Find the element in a singly linked list that's m elements from the end. For example, if a linked list has 5 elements, the 3rd element from the end is the 3rd element. The function definition should look like "question5(ll, m)", where ll is the first node of a linked list and m is the "mth number from the end". You should copy/paste the Node class below to use as a representation of a node in the linked list.
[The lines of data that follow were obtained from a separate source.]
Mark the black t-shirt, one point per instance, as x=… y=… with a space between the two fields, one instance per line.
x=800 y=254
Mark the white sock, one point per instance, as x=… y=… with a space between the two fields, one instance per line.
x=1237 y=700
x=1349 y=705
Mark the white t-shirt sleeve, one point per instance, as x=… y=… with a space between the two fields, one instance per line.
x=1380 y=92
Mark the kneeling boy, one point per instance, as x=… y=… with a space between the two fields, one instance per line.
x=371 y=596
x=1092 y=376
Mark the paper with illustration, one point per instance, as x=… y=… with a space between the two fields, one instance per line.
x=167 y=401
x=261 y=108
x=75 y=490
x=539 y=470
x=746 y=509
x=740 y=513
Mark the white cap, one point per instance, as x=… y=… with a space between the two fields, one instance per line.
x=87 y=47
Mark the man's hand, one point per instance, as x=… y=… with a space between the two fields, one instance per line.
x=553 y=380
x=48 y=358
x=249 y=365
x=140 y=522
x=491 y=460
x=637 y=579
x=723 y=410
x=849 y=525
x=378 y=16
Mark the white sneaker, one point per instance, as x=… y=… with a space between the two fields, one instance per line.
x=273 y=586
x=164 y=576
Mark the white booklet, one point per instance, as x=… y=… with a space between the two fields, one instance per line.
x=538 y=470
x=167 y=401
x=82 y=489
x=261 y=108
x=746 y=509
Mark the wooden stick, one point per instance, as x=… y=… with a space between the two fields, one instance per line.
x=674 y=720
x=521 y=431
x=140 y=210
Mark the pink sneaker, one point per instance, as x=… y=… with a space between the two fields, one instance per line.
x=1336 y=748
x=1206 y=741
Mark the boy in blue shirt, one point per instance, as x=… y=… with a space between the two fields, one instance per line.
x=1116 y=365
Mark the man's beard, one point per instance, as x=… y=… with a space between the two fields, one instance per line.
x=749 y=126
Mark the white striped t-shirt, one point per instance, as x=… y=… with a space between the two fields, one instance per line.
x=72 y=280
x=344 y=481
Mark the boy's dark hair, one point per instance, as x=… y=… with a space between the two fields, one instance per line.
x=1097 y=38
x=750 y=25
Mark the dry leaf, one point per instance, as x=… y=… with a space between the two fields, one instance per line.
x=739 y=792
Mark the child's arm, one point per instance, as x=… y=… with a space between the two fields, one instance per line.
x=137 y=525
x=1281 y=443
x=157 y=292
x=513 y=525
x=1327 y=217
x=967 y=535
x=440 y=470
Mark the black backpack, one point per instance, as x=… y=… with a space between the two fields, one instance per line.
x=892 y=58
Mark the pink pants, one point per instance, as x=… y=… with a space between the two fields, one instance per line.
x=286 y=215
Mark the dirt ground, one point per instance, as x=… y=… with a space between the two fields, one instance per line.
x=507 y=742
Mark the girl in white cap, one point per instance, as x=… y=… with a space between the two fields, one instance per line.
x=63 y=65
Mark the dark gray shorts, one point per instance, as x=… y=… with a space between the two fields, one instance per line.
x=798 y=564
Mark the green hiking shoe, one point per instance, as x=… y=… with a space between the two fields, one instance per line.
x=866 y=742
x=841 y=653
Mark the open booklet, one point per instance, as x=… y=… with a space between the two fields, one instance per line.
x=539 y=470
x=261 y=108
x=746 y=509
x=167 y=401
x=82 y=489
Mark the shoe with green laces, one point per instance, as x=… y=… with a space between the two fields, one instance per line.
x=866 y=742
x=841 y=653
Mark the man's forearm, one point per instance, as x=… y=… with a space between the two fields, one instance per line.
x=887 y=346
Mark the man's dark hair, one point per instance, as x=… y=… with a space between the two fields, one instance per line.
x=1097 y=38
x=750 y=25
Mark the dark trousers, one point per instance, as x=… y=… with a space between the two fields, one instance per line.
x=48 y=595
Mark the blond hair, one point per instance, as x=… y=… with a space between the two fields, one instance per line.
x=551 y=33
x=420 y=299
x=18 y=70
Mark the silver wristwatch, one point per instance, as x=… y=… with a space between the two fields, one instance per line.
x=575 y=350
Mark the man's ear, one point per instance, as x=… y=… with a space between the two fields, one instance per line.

Return the value of the node at that position.

class Node(object):
  
    def __init__(self, data):
  
      self.data = data    
      self.next = None

In [28]:
#Node class
class Node(object):
    def __init__(self, data):
        self.data = data    
        self.next = None

#Create a linked list based on node class
def CreateList(num = 8):
    node = Node(0)
    node.next = Node(1)
    temp = node
    print temp.data
    for i in range(num-1):        
        temp = temp.next
        temp.next = Node(i+2)
        print temp.data
    print temp.next.data
    return node
        
#Find mth number from the end
def question5(ll,m):
    #Check the input
    if ll == None or type(m) is not int:
        print 'Invalid input!'
        return None
    
    #Create two nodes
    nodes_num = 0
    interval = 0
    node1 = ll
    node2 = ll
    #One node is m steps in advance
    while interval < m:
        node2 = node2.next
        interval += 1
        if node2 is None:
            print '"m" exceeds the length of the list!'
            return None
    #Move forward two nodes at the same pace
    while node2 is not None:
        node2 = node2.next
        node1 = node1.next
    
    return  node1.data




In [29]:
#Example
ll = CreateList(20)
ll = None
print 'The 4th element from the end:', question5(ll, 25)

0
1
2
3
4
5
6
7
8
9
10
11
12
13
14
15
16
17
18
19
20
The 4th element from the end: Invalid input!
None


In this problem, I created two nodes who started from  the first node of the given linked list. Then I set the second node was m steps in advance, and traversed each node to its next one at the same pace. If the second node reached end, the first node would point to the mth node from the end. The efficiency of this algorithm is *O(n)*. The significant part lies in 'while' loops. The space complexity would be *O(2)*.